- Present rents are not inflated for the area. Look for tenants paying below market rent, so if you must replace the tenant, it will be easy to do so, and there could be possible upside if the tenant leaves in the form of additional rent.
- Building is not characterized with functional obsolescence for today’s usage. A good example of this is many chain tenants like Starbucks, or CVS, look to have a drive thru for their stores.
- Location not declining in population.
- Good access to roads in form of curb cuts, or easements across adjacent properties to roads.
- Good Visibility and high traffic counts in front of property.
- Good Income levels in area and good employment levels.
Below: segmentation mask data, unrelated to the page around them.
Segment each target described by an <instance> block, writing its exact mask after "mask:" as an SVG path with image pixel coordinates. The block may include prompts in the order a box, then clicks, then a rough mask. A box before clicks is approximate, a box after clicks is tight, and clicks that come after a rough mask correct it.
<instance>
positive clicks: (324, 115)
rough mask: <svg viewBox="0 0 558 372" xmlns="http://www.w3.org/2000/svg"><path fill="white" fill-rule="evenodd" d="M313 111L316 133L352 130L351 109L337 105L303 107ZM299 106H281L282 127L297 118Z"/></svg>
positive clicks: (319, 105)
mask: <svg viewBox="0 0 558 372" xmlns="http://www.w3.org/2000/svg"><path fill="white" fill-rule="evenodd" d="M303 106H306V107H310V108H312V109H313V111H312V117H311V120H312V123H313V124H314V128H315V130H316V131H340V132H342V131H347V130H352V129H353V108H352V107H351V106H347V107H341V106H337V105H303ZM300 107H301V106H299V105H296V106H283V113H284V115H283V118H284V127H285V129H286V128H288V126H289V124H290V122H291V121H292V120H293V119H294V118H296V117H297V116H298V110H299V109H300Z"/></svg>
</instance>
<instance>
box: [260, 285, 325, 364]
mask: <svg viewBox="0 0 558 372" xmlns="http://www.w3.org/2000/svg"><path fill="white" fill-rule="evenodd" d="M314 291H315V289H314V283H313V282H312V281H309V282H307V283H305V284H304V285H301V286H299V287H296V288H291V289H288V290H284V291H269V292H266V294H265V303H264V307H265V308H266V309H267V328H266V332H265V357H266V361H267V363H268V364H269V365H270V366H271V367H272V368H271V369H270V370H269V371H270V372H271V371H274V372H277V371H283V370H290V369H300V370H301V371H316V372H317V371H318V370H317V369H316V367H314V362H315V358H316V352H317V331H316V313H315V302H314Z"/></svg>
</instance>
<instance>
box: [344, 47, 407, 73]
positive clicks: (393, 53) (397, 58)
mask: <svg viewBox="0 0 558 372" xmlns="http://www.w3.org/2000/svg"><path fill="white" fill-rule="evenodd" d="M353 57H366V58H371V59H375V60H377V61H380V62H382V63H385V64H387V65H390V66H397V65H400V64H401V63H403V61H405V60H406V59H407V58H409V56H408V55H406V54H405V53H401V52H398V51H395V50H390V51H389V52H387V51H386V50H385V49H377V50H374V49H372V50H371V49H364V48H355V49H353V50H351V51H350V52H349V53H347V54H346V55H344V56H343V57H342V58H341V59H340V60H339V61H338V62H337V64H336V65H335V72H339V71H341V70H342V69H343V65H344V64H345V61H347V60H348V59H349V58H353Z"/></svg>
- Zoning or deed restrictions, not overly prohibitive. Property not unreasonably encumbered by other properties having rights to cross over the property being considered, or to use the property for any other use.
- Premises does not need too many capital improvements to bring building up to proper standards.
- No Environmental issues to address.
- Good quality of tenants presently in the building.
- Will lenders be willing to lend on the property with standard minimum equity down and or non-recourse finance.
- Present leases have favorable terms. Many time landlords will be anxious to fill a vacancy, especially with a credit rated national tenant, and will agree to a “kick out clause” allowing the tenant to cancel the lease, or a lease that is advertised as NNN, but has unexpected landlord responsibilities.
- Good Cap rate for Property.
- Does it have a Value-Add component?